# Maternity Leave, Rent Allowance and unregistered landlord



## siobhan (8 Feb 2010)

I've a slightly difficult situation that I hope someone can help with. My partner is unemployed (JB) at the moment, and I'm due to go on un-topped up maternity leave in April. A friend mentioned that we may be entitled to some rent allowance when I'm on leave, which would be great as our rent is four-fifths of what my maternity benefit will be. The problem is that my landlord is not registered with the PRTB and presumably not paying tax.

My understanding from the Citizens Advice site is that you have to be in a rental property for 6 months before you can get rent allowance, so moving between now and April is not an option. (Unless you go on the housing list, which we don't need to provided - fingers crossed - my job is still safe in October when I'm due back).

So my questions: 
1. Would we be entitled to rent allowance during my leave? Does anyone know how much this ranges from? (Our rent is 950/mth)
2. Will the fact that my landlord is unregistered make any difference to Social Welfare?
3. If we are entitled to something, what kind of proof will the SW require?
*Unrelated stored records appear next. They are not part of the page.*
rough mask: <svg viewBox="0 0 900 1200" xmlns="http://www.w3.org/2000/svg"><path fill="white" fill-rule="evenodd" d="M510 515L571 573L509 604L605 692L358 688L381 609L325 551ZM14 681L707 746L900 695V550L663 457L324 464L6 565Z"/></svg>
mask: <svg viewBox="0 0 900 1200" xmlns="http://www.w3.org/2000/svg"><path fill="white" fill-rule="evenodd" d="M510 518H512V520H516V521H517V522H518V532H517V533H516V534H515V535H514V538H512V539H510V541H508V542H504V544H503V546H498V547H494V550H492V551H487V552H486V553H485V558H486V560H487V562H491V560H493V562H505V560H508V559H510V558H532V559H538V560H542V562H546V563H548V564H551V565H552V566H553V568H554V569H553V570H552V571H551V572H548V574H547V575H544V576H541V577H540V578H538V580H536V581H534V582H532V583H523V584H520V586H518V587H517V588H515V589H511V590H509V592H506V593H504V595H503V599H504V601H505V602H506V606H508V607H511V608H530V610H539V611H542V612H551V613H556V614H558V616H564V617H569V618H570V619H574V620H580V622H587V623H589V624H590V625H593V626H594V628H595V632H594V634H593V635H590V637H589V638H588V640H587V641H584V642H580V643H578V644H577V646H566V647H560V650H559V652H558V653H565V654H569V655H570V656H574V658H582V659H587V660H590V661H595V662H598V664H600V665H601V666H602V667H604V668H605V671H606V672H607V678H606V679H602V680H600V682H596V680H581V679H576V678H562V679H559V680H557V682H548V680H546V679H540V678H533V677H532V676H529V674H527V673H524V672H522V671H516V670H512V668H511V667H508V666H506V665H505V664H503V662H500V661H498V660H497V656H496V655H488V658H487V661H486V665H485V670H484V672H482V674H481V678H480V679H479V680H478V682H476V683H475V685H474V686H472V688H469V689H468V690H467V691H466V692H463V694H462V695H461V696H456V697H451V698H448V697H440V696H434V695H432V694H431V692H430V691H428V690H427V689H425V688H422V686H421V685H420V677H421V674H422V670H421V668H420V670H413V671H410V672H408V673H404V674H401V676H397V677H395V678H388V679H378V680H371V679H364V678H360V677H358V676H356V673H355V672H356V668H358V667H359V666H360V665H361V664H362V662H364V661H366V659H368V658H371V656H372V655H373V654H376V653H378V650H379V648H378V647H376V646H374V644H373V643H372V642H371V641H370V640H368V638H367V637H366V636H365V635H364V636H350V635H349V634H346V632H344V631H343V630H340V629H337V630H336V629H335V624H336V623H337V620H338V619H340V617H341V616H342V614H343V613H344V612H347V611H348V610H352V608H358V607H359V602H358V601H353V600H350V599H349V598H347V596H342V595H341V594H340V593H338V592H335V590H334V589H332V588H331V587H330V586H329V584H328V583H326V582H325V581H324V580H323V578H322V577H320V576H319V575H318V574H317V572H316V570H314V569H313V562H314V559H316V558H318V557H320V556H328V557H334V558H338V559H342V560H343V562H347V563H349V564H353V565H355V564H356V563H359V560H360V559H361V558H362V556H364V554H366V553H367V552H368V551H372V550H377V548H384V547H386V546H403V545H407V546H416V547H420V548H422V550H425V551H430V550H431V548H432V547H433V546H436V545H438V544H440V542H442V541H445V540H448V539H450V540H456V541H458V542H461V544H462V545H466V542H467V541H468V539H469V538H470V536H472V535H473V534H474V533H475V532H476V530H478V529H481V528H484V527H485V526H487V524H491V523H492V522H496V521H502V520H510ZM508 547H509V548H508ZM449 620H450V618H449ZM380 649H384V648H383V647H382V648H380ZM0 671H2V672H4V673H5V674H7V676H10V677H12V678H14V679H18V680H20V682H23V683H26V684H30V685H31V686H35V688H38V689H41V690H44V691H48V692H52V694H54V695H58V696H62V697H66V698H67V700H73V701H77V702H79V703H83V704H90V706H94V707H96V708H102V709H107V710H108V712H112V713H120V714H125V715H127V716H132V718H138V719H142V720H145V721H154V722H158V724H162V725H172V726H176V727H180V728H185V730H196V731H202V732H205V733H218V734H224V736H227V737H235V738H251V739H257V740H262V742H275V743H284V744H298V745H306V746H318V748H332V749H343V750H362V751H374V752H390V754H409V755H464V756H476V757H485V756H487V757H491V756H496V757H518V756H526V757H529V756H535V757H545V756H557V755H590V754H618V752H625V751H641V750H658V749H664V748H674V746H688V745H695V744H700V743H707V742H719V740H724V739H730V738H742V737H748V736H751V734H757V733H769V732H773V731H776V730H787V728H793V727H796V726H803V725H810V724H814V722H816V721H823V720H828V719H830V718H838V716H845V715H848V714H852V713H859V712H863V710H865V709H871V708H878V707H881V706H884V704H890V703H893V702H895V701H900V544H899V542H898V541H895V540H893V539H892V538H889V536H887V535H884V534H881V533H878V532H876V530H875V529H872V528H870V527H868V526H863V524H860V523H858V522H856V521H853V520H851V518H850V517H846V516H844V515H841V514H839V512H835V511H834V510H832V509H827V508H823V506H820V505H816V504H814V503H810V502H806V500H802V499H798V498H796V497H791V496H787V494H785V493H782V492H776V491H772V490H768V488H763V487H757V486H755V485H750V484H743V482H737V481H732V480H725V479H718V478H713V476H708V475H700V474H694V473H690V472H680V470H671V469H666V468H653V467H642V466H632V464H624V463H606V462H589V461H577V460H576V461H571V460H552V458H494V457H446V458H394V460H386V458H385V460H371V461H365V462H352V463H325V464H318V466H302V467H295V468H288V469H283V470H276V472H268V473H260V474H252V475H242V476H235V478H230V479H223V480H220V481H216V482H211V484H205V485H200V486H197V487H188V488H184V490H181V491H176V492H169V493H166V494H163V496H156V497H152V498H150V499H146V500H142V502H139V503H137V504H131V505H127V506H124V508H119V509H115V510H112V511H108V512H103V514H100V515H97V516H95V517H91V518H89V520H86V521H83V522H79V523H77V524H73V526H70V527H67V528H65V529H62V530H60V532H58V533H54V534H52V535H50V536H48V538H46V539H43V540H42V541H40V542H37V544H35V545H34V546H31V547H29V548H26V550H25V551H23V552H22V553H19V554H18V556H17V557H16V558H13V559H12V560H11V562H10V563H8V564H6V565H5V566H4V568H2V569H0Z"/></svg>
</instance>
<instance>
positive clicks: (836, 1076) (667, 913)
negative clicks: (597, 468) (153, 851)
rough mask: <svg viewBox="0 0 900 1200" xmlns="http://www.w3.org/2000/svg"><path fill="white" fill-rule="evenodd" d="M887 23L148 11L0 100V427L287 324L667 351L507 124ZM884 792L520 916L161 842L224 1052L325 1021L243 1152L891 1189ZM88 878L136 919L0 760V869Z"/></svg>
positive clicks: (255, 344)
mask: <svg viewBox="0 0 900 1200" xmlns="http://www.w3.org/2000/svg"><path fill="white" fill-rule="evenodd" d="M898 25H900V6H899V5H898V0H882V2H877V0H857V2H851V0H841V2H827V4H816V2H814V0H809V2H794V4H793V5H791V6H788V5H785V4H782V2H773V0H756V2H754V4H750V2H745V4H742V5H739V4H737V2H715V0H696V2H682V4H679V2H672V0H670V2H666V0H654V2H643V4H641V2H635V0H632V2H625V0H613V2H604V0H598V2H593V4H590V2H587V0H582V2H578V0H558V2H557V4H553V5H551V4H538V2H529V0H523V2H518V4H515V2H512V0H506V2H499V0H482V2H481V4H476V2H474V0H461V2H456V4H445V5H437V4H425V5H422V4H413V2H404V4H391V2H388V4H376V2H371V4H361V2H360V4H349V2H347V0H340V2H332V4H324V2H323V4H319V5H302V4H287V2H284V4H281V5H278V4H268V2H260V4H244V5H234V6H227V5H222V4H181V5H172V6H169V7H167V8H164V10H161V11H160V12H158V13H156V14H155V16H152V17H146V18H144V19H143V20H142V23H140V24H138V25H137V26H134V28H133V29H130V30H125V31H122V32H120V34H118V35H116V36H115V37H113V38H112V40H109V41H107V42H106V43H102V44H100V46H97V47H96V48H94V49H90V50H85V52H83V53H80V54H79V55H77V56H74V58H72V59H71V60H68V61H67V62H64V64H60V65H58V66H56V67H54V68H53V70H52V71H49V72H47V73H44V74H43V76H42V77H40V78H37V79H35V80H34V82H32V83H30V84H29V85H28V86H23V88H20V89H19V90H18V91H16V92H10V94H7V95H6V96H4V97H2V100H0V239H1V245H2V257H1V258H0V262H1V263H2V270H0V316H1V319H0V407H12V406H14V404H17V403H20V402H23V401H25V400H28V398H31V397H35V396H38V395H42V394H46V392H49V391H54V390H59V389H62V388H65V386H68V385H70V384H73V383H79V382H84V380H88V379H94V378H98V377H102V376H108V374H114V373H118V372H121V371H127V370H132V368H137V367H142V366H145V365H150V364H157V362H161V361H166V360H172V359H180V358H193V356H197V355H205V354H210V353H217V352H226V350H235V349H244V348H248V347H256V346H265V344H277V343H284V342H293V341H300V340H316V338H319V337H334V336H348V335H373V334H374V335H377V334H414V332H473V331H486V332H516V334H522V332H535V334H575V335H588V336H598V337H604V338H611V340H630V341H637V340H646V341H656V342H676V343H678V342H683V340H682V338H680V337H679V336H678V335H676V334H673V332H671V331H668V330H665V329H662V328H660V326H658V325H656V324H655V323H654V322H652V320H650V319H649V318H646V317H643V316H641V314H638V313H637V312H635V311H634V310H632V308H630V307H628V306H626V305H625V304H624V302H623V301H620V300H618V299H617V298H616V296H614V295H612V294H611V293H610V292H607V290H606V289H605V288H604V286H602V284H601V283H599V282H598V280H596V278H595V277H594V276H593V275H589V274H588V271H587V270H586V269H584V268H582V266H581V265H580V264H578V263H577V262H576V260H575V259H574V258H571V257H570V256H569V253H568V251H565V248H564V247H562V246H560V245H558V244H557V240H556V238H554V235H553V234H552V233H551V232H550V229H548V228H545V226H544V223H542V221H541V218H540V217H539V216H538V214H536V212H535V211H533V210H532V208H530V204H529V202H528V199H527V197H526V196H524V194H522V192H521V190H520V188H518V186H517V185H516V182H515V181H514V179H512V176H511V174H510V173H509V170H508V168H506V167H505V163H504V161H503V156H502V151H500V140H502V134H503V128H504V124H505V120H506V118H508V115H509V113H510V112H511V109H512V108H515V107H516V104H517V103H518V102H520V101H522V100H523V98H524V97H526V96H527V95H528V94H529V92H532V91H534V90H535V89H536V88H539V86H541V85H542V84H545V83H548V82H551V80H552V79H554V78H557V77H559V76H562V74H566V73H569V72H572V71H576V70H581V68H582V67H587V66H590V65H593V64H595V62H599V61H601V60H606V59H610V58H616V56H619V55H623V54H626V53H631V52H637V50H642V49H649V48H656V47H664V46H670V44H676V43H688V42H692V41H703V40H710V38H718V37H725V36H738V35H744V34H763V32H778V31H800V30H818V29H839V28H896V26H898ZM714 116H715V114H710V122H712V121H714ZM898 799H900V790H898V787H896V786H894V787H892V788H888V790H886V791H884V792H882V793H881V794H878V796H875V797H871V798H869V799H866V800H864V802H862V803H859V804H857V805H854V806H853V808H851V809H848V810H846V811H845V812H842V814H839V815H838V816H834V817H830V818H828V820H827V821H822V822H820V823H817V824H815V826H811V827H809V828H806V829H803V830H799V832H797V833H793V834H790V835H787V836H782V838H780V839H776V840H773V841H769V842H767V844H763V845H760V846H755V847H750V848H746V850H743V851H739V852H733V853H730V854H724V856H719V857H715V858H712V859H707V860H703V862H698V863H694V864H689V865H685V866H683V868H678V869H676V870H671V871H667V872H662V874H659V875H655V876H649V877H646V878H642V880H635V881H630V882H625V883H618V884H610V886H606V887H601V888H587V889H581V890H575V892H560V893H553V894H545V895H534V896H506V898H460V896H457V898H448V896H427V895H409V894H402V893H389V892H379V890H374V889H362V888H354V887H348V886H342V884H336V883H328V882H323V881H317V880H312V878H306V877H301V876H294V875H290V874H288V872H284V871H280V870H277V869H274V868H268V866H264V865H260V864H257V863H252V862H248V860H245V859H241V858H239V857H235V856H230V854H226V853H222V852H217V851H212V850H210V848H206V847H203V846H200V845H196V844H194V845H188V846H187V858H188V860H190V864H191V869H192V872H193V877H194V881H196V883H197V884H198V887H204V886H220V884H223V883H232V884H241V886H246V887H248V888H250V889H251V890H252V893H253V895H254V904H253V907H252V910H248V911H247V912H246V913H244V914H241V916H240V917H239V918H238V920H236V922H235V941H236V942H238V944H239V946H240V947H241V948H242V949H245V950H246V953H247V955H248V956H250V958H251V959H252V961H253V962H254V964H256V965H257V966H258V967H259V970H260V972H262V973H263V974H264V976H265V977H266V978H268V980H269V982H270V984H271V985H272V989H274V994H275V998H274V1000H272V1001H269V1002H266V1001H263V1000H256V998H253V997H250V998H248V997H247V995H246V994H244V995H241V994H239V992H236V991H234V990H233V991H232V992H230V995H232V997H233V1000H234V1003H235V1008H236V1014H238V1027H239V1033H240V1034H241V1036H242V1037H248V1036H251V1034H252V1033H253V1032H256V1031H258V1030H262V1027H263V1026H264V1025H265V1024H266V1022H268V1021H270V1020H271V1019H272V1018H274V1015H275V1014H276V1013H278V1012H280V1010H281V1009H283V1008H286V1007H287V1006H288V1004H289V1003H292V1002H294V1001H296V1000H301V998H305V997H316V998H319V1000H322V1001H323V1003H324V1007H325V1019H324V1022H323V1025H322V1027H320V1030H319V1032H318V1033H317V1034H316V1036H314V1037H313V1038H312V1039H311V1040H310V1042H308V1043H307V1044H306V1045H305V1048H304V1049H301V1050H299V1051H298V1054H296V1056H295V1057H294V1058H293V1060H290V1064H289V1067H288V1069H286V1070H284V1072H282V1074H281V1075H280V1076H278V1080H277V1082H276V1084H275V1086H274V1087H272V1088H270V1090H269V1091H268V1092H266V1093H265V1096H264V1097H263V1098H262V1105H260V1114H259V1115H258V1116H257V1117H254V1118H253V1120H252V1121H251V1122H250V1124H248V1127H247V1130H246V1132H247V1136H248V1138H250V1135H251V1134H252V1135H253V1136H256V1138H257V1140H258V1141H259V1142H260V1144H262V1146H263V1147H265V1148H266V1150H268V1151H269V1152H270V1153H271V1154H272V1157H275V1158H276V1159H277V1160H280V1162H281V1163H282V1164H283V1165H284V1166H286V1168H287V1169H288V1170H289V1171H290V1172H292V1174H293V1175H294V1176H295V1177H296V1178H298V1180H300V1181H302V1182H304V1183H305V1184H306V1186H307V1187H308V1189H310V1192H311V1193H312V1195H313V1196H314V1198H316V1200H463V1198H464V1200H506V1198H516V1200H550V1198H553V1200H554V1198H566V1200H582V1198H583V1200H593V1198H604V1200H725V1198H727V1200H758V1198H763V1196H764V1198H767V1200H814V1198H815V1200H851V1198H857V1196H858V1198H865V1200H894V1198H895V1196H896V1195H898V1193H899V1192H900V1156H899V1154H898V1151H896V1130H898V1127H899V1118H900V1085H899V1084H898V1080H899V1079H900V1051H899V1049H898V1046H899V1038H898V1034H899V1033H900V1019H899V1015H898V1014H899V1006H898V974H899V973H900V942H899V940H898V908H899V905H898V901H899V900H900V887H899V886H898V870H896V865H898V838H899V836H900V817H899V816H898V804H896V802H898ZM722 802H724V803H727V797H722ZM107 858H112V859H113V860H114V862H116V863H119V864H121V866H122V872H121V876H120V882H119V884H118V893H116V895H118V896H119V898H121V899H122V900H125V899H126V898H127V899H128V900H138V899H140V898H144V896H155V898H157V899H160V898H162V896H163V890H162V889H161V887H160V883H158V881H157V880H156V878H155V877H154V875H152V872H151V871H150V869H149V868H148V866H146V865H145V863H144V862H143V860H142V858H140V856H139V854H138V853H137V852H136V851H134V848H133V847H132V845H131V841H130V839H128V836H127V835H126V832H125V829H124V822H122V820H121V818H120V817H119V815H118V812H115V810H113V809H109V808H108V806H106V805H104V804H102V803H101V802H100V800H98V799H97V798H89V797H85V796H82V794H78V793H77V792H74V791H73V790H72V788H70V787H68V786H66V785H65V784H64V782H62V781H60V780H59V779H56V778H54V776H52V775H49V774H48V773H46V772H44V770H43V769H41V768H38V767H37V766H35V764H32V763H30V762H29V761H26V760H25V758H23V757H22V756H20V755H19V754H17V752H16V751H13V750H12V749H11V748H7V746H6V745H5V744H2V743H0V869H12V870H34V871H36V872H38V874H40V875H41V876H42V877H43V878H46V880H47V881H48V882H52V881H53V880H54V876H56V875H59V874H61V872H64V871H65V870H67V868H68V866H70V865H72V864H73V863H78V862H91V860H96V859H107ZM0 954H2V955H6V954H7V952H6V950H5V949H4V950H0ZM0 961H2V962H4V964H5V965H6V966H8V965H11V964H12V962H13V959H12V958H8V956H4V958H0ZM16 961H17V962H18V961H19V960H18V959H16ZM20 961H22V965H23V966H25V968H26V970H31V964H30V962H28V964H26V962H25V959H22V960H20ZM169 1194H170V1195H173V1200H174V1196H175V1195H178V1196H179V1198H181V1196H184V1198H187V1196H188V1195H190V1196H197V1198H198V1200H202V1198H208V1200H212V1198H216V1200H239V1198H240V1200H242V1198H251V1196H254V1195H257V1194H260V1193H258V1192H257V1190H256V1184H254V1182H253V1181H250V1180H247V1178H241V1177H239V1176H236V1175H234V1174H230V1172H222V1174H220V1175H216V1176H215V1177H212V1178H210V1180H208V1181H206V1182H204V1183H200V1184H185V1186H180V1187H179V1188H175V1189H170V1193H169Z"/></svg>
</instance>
Eg letter from landlord, or would bank statements showing monthly standing order be sufficient?

Thanks in advance for any help,
S


----------



## gipimann (9 Feb 2010)

Here's a link to the Community Welfare Service Website page on Rent Supplement.

[broken link removed]

There is a maximum rent limit for each county, and if there are only 2 of you (until the baby arrives), your rent might exceed the limit for your area.  You'll find the maximum rent limits on the SW website (follow the link from the CWS page).

The landlord must complete part of the application form, bank statements would not be sufficient.


----------